Survival may not be the only outcome of interest for PMV patients. PMV patients often have a high burden of underlying comorbidities, and prolonged critical illness leaves them vulnerable to recurring episodes of acute complications with a need for subsequent hospital readmissions. PMV patients are also at risk for a high degree of suffering and permanent functional impairment. In one study, only 10% of PMV patients managed in post-ICU settings were functionally independent at 1 year. In another recent study of 186 PMV patients managed in an LTAC hospital, 71% survived to discharge, 23% were discharged home, and half of these (8% of the total PMV admissions) ultimately reported good functional status. Other reports have also noted that survivors often feel that their quality of life is good. However, most of these studies do not include the large number of patients who are unable to respond to quality-of-life interviews due to physical or cognitive limitations. Identifying risk factors for severe functional limitations or nursing home admission would be of as much value for many patients and families as predicting hospital or long-term survival.

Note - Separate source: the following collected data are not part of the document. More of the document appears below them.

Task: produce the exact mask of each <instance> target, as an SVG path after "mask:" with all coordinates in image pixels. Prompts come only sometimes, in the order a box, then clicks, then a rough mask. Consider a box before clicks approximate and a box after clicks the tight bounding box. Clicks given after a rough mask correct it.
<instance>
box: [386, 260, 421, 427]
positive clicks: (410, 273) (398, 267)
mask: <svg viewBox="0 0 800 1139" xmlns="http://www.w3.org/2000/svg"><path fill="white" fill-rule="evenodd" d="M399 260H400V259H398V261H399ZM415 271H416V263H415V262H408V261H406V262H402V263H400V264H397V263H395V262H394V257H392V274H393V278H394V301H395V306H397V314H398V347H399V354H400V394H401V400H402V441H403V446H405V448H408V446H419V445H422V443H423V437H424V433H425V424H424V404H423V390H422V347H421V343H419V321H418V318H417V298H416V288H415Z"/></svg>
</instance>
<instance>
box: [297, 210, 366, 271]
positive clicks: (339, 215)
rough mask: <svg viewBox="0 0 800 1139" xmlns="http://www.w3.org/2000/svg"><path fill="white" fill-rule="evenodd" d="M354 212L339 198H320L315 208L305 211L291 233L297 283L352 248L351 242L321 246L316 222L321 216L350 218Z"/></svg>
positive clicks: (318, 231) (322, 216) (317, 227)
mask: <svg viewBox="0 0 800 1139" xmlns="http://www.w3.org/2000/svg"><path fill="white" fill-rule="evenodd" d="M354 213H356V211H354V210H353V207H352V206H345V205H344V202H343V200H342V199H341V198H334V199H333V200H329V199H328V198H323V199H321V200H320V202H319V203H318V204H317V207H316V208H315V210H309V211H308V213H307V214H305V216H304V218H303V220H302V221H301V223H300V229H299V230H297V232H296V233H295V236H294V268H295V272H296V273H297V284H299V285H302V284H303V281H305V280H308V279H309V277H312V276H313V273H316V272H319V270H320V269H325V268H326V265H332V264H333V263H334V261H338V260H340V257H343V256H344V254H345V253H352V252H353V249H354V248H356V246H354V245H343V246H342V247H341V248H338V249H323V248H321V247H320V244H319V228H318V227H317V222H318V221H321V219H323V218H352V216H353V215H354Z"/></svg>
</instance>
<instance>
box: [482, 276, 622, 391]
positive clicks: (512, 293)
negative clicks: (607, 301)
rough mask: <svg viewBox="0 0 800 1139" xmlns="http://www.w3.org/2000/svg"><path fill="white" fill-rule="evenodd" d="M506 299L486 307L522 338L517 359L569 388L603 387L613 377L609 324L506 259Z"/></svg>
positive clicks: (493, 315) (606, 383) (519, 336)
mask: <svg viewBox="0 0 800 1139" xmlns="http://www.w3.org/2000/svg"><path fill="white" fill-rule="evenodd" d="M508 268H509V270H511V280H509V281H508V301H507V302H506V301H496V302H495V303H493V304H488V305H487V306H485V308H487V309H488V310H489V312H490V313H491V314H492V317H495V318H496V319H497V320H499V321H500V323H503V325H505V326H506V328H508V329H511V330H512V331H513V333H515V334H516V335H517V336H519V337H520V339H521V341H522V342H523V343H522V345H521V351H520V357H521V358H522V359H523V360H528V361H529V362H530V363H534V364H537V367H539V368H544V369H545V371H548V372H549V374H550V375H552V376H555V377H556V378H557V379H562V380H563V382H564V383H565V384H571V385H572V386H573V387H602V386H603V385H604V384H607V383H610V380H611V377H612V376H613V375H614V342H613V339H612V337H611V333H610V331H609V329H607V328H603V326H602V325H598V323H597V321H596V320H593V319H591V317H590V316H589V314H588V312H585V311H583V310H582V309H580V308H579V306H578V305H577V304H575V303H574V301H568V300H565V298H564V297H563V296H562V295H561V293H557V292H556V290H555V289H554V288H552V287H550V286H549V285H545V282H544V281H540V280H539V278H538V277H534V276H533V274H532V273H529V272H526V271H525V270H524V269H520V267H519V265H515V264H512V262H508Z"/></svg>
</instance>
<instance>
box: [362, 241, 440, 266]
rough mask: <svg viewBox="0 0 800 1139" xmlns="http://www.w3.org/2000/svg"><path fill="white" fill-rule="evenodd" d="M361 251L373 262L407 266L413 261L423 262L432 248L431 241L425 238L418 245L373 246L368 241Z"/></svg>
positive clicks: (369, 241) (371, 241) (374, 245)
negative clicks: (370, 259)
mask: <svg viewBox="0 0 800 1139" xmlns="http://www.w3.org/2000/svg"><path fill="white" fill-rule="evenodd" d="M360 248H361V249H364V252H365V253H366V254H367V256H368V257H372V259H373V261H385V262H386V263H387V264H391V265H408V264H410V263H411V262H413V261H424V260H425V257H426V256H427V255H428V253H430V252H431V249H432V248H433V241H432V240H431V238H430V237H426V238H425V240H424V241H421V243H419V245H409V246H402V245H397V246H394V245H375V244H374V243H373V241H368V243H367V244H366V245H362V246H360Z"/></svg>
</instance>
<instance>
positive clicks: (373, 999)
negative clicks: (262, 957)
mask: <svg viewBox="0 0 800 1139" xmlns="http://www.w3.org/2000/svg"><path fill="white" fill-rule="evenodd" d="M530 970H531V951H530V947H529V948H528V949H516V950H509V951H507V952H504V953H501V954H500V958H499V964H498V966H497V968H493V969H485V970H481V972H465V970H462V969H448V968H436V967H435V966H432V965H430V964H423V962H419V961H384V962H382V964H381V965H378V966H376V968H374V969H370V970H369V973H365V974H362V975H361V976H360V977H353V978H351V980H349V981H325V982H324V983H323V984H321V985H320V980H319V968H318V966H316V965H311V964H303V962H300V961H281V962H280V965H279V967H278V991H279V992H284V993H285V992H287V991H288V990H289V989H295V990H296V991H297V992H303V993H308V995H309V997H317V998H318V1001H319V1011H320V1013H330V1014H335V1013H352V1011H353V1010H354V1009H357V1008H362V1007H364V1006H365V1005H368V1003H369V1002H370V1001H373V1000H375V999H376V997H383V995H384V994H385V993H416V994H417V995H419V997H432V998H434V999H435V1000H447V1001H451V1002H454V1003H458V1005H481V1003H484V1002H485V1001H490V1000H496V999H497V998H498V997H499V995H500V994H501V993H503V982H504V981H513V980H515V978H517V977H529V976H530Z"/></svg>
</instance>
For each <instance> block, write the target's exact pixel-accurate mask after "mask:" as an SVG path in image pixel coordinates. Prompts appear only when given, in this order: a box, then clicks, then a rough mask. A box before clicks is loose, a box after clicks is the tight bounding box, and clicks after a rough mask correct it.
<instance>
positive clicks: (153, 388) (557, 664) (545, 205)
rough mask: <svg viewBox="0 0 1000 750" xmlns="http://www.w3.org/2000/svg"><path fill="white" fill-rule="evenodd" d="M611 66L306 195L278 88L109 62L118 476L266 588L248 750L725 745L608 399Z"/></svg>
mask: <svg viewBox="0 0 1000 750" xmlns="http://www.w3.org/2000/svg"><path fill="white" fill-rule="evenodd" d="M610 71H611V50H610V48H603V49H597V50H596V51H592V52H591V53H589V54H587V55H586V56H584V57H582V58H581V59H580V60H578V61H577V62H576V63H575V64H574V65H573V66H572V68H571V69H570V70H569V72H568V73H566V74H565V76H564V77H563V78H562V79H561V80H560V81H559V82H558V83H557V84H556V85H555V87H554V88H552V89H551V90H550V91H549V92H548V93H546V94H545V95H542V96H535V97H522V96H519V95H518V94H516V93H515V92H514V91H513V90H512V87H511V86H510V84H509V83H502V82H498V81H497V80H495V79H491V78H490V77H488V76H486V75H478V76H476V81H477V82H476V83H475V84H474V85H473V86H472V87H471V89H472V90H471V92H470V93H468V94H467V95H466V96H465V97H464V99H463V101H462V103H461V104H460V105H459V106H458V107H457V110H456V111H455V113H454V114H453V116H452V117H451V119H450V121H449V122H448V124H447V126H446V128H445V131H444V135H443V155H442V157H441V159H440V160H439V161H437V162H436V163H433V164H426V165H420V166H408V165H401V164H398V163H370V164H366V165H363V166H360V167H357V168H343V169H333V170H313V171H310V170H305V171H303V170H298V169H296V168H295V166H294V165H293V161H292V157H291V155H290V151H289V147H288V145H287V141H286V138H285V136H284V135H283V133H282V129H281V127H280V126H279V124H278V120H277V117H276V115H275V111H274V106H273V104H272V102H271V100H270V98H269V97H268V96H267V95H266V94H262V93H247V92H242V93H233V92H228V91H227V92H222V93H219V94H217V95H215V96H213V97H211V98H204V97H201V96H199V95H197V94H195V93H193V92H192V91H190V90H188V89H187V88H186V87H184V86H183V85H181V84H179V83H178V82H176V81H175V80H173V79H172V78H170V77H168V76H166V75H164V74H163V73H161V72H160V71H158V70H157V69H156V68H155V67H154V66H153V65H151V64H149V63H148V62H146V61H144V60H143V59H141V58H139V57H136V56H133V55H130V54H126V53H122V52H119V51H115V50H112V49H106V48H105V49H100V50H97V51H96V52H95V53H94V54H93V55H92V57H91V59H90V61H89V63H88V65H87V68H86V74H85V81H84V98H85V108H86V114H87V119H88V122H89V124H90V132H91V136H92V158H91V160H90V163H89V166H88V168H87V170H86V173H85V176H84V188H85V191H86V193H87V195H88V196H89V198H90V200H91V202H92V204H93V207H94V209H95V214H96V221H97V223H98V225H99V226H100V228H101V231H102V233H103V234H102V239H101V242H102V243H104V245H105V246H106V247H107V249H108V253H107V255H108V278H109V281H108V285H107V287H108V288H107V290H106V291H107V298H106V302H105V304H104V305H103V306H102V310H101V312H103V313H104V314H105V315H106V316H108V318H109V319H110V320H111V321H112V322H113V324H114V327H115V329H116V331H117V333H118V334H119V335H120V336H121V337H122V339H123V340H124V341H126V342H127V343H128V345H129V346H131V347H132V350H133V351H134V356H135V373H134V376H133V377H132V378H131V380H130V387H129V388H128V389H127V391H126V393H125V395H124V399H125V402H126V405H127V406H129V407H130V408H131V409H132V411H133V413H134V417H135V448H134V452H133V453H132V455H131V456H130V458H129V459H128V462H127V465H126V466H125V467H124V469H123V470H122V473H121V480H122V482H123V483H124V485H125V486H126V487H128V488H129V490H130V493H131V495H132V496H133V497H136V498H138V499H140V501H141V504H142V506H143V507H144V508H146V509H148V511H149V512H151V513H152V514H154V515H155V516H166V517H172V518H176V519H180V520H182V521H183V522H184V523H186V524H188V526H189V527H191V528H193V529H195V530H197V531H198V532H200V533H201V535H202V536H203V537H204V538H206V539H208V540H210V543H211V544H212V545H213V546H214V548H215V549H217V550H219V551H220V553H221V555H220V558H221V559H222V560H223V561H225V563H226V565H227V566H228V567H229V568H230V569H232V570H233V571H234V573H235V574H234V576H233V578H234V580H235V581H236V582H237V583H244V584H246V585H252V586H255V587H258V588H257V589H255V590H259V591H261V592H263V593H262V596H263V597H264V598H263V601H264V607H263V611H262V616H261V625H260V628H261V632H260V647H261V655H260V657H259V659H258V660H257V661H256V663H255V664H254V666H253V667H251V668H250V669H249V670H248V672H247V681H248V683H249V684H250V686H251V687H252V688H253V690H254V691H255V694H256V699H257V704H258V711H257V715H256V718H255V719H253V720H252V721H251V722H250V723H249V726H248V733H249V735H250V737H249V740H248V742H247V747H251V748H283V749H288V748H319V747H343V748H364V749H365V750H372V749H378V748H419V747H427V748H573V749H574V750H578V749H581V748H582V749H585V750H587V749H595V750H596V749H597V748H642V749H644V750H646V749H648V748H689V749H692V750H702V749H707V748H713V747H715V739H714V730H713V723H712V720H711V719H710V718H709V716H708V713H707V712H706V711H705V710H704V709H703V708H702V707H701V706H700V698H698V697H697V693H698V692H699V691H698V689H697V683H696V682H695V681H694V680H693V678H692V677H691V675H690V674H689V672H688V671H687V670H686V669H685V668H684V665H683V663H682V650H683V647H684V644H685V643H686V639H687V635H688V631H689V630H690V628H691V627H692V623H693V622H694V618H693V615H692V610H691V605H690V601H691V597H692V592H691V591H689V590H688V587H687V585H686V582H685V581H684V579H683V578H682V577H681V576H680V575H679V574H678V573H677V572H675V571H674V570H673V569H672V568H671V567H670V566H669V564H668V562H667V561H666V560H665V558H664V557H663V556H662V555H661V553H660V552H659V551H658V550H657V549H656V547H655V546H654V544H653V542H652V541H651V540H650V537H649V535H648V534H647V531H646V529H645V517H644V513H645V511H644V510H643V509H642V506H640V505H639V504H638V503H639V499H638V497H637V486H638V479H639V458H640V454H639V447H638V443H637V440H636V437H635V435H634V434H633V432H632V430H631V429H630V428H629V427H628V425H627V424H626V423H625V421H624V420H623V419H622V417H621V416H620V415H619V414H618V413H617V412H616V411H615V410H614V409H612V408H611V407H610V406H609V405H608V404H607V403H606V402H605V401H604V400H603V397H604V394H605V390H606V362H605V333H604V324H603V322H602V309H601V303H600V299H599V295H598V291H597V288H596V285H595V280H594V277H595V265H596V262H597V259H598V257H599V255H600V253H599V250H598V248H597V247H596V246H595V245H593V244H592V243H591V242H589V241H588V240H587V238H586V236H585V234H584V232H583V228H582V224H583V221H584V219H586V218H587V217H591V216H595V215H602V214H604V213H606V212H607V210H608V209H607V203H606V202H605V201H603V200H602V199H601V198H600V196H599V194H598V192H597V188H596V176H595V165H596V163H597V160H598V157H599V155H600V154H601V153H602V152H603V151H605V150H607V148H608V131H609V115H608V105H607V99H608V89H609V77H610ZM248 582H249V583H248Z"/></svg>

In summary, the available studies suggest that there may be identifiable clinical and demographic factors that can identify PMV patients that are at very high risk of death or significant long-term deficits in functional status and quality of life. More studies are required, however, before any models can realistically impact decision making. The LTAC industry is accruing large databases to compliment existing databases that could be useful for these purposes. Ideally, future studies will focus on PMV patients identified in the acute hospital ICU setting as well as in LTAC hospitals. Transfer to LTAC hospitals inevitably involves some selection based on illness severity, payer status, or rehabilitation potential. Prediction models developed using consecutive patients identified in acute ICUs and followed up for 1 year would be more easily generalized to the overall PMV population.

Recommendation 2

The number of patients meeting the definition of PMV will likely continue to increase. To better define this population, large prospective studies, especially those that begin in the acute care ICU, are needed. Predicting survival and functional outcomes are vital, but current models are not sufficiently accurate (or adequately validated) to inform decision making in individual patients.